Dans un communiqué au ton ferme, le mouvement s’indigne de ce qu’il qualifie de « militarisation progressive des temples du savoir ». Selon le FRAPP, des policiers armés sont régulièrement déployés au sein des campus, une situation jugée incompatible avec la vocation même de l’université, censée être un espace de liberté académique, de débat intellectuel et de formation citoyenne.
« Avons-nous combattu le régime de Macky Sall pour assister, tous les deux mois, au déploiement de policiers armés dans nos universités ? », s’interroge le mouvement, qui estime que cette pratique constitue une grave dérive démocratique.

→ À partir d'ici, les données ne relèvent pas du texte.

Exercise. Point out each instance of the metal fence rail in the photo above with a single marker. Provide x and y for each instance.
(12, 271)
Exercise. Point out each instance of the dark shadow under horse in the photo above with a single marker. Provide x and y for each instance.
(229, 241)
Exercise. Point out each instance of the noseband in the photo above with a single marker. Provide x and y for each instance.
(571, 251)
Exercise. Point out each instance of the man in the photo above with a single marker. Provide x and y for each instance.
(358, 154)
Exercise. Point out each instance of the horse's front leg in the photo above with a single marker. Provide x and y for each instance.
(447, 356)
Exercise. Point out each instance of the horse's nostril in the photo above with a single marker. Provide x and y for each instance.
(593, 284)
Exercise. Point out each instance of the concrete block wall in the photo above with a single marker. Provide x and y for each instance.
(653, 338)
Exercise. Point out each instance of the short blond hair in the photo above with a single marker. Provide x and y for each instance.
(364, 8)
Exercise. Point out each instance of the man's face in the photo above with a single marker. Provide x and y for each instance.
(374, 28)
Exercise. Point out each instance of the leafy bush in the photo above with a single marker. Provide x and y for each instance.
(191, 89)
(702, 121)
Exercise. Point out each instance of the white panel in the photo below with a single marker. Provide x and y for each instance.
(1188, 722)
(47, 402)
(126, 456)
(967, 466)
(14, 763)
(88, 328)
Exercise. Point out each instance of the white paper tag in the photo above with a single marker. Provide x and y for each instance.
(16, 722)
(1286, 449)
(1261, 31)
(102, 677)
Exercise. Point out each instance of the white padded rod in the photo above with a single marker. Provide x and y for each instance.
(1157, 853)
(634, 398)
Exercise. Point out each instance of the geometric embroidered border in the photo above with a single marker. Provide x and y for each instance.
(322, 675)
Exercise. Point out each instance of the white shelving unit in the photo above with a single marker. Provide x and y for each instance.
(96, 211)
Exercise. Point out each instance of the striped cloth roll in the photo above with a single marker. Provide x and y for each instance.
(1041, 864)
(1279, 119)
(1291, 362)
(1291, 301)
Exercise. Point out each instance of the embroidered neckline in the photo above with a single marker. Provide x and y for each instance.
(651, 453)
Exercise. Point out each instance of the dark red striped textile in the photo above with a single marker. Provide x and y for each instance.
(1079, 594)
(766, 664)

À cette situation sécuritaire préoccupante s’ajoute une crise sociale aiguë. Depuis plus de 72 heures, l’ensemble des restaurants universitaires de l’UCAD seraient fermés sans explication officielle, privant des centaines d’étudiants logés sur le campus de leur principal moyen d’accès à la nourriture. Une situation que le FRAPP qualifie d’« affamement organisé » des étudiants.

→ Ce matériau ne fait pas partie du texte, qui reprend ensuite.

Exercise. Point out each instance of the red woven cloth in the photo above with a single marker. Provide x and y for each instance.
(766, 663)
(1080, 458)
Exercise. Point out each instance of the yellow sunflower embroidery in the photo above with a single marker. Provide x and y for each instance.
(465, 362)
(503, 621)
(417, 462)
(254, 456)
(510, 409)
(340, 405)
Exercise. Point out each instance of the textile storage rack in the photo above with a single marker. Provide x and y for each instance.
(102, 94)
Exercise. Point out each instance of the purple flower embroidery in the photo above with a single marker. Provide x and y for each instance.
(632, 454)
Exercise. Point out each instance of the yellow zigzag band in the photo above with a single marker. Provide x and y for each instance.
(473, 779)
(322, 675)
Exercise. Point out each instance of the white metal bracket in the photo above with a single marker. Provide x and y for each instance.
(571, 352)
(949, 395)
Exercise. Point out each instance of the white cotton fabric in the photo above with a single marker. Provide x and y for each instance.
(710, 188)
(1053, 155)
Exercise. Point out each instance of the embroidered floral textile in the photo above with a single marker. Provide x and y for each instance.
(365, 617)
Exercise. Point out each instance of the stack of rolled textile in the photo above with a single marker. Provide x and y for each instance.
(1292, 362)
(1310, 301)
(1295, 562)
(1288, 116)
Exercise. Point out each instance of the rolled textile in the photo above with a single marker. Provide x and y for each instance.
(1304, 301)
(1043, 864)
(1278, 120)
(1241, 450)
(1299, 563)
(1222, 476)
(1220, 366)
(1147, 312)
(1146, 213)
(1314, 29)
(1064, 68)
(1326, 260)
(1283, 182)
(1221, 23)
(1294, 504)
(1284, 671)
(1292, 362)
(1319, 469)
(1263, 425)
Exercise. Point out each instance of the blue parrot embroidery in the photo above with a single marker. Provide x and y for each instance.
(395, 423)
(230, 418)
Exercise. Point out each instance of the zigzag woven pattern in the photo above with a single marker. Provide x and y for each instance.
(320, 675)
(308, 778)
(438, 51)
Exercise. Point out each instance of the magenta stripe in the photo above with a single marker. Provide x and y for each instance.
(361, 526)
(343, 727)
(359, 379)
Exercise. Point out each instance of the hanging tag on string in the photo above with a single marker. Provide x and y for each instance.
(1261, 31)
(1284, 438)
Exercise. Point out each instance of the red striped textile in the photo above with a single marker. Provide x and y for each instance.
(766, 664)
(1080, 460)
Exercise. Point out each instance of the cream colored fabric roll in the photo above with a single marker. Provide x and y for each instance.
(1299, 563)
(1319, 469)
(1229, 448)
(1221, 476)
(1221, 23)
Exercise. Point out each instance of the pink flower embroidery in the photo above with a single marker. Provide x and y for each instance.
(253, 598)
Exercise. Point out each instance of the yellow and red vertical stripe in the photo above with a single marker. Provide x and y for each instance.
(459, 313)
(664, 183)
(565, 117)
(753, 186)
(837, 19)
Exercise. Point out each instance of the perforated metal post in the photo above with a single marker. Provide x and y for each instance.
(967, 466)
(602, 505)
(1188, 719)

Le mouvement rappelle avoir déjà alerté les autorités il y a deux mois sur la présence des forces de l’ordre dans les universités, sans que des mesures correctives n’aient été prises. « Au contraire, la situation n’a fait qu’empirer », déplore le FRAPP, qui voit dans cette combinaison de répression sécuritaire et de négligence sociale une politique « irresponsable et provocatrice ».
Face à ce qu’il considère comme une atteinte grave aux droits des étudiants, le FRAPP exige le retrait immédiat et sans conditions des forces de l’ordre des campus universitaires, la priorité au dialogue plutôt qu’à la répression, ainsi que la réouverture immédiate de tous les restaurants universitaires.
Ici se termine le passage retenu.